Advanced Television

Inventory adjustments causing TV shipments to decline

March 2, 2016

Liquid crystal display (LCD) manufacturer inventory adjustments and continued slowing demand are causing TV and IT display prices to fall, further eroding panel makers’ profitability. TV and IT display shipments in the first quarter of 2016 are expected to decline 8 per cent compared to the same period last year, to register just 196 million units. This is the first time since 2009 that panel shipments have declined in the first quarter year over year, according to IHS.

Although unit shipments of LCD display also declined last year, shipment area increased thanks to the growing popularity of large-screen TV sets, which sustained the display industry. Large-area TFT LCD shipment area increased by 5 per cent in 2015 year over year, while unit shipments declined 4 per cent, reaching 694 million units, according to the IHS Large Area Display Market Tracker. “Due to global currency exchange issues and slower demand from emerging markets, global TV display demand in 2015 was lower than initially forecast,” said Yoonsung Chung, director of large area display research for IHS Technology.

“TV panel demand in early of 2016 will continue to falter, because of excess panel inventory carried over from last year,” said Linda Lin, senior analyst, large displays, IHS Technology. “To control the deficits caused by overproduction of IT and TV panels, panel makers will have to reduce fab utilisation early this year, since average selling prices are nearing manufacturing costs.”

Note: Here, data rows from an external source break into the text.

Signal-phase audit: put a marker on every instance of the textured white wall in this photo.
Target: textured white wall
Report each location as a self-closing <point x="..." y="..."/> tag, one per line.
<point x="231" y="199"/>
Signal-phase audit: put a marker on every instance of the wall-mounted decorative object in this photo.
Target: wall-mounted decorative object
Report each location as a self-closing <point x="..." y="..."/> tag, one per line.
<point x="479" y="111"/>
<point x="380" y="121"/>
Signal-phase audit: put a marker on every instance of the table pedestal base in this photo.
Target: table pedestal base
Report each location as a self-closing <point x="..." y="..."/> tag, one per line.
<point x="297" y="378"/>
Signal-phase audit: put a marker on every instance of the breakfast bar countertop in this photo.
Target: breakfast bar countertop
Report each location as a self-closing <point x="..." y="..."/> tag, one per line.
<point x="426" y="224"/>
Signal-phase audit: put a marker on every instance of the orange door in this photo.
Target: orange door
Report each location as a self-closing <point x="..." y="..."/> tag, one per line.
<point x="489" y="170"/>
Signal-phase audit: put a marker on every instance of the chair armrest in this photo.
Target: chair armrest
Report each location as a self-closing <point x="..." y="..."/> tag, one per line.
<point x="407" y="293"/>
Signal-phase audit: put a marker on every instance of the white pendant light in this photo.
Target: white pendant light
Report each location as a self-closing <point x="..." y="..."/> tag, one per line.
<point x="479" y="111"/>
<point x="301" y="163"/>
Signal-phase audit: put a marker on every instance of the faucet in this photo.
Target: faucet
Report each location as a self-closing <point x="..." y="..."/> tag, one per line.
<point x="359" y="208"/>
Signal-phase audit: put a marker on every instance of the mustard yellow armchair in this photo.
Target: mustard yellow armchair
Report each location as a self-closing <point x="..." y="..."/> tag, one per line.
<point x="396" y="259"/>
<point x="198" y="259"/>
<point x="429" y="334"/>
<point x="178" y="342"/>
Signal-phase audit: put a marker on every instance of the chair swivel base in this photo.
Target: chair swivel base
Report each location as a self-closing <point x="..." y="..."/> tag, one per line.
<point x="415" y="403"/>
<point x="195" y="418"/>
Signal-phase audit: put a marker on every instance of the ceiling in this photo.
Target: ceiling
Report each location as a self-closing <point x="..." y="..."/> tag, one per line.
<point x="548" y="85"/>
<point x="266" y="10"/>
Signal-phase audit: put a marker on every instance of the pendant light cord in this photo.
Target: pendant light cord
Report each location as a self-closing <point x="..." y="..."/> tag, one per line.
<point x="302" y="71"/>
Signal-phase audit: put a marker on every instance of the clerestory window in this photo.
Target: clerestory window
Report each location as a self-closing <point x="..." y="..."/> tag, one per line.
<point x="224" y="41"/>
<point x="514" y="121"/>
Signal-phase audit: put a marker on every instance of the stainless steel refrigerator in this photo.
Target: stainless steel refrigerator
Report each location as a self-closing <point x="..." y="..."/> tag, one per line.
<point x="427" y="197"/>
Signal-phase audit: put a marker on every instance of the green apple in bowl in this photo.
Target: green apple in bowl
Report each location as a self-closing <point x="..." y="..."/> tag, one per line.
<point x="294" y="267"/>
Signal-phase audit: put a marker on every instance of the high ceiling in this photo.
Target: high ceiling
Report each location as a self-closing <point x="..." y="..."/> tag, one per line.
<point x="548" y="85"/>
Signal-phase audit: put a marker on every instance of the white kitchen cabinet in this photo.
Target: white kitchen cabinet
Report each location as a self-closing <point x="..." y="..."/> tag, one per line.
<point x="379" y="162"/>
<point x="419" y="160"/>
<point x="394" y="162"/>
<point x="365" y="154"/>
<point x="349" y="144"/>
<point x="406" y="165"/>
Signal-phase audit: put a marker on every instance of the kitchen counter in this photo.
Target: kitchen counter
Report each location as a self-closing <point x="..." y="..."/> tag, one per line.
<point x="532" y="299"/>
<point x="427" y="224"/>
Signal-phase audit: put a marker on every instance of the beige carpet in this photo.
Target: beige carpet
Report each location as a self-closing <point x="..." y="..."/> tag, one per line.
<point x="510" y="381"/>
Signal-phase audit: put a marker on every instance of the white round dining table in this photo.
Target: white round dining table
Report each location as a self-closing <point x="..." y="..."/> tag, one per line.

Notebook PC panel shipments are expected to experience the most serious year-over-year decline, falling 14 per cent to reach 40.9 million units in Q1 2016. OLED TV panels will be the only display segment forecast to experience growth in Q1.

The oversupply in LCD TV panels is forecast to continue into the first quarter, according to the latest IHS TV Display Supply Chain Tracker – China. The leading six TV manufacturers in China expect to lower their panel purchasing by 37 per cent quarter over quarter and 15 per cent year over year. Meanwhile, Samsung Electronics and LG Electronics will slightly reduce panel purchases in Q1.

“Leading display manufacturers have not dramatically reduced fab utilisation in the fourth quarter of last year, but the situation will change in the first quarter of 2016, as they will be pressed to reduce the loading,” Lin said. “The Chinese New Year holiday, planned fab maintenance and repairs, and the transition to thinner glass will also reduce output. BOE, ChinaStar, CEC-Panda and other leading Chinese manufacturers that are ramping up new Gen8 fabs will have to reduce their capacity utilization in the first quarter to fight declining panel prices and shipments.”